The Lupron has played hell with me, but I expected that. I'm

sure my testosterone is as low as it can get. Good suggestions re: ED.

The way Partin was explained to me (of course, the urologist lied

about many other things) was that there's a 67% chance that the cancer is

contained in the prostate, and that percentage never gets higher than 80%. Does

this ring true? I thought I was doing pretty well according to Dr. Partin and

his tables. I did have a bone scan early on, which was negative, showing no

evidence of cancer spreading to the bones.
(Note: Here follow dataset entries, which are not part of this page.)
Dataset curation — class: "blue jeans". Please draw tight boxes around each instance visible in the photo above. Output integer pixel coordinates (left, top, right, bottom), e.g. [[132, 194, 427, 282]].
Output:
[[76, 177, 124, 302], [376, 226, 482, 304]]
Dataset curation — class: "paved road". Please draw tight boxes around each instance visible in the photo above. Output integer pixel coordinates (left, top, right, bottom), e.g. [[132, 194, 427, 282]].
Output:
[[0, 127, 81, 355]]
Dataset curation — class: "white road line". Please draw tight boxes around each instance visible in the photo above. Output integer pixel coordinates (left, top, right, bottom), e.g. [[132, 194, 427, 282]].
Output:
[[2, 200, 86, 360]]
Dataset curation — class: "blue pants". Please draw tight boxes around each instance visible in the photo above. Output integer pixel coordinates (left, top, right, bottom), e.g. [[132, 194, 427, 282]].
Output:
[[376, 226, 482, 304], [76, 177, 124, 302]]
But, yes, it would indicate a 33%

chance of spread.

I'm realizing that I've been rushed through this process and

that time is on my side, at least relative to other cases about which I've read

on the support group sites. The lesson to be learned is that one should worry

about quality of life rather than being rushed to get the cancer cut out or

otherwise subdued. I've been rushing, for perhaps no good reason, and I guess

I'm paying the price for my haste. One of the gaps in my knowledge is my PSA

doubling time. Seems my PSA has fluctuated over the years, including many years

of BPH before the PCa diagnosis. So, I can't share this bit of info. Getting

info from my urologist has been like pulling teeth. I'm sure he'd rather have

me do everything he says without asking questions. Again, I'm paying the price

for not questioning.

I hope there are lessons to be learned here for those of you who

are newly diagnosed. It's a crap shoot, and the " House " (urologists,

oncologists, etc.) have a huge advantage, I think. They're trading on our fears

once we hear the " C " word. We have to be our own advocates and manage

our own care and ultimate resolution. I hope I'm not learning this lesson too

late.

Thank to all who've been supportive. Hope I can return the

favor.

Tom Lauterback

From: ProstateCancerSupport

[mailto:ProstateCancerSupport ] On Behalf Of Alan Meyer

Sent: Monday, August 10, 2009 10:48 PM

To: ProstateCancerSupport

Subject: Re: Re: Reality Check

> This TUMP seems to have done you some real damage. I

> understand your reluctance to have any more surgery.

>

> I agree -- it's probably the Lupron that's causing

> ED. No procedure that you've had would have destroyed

> either your erectile nerves, or erectile tissues.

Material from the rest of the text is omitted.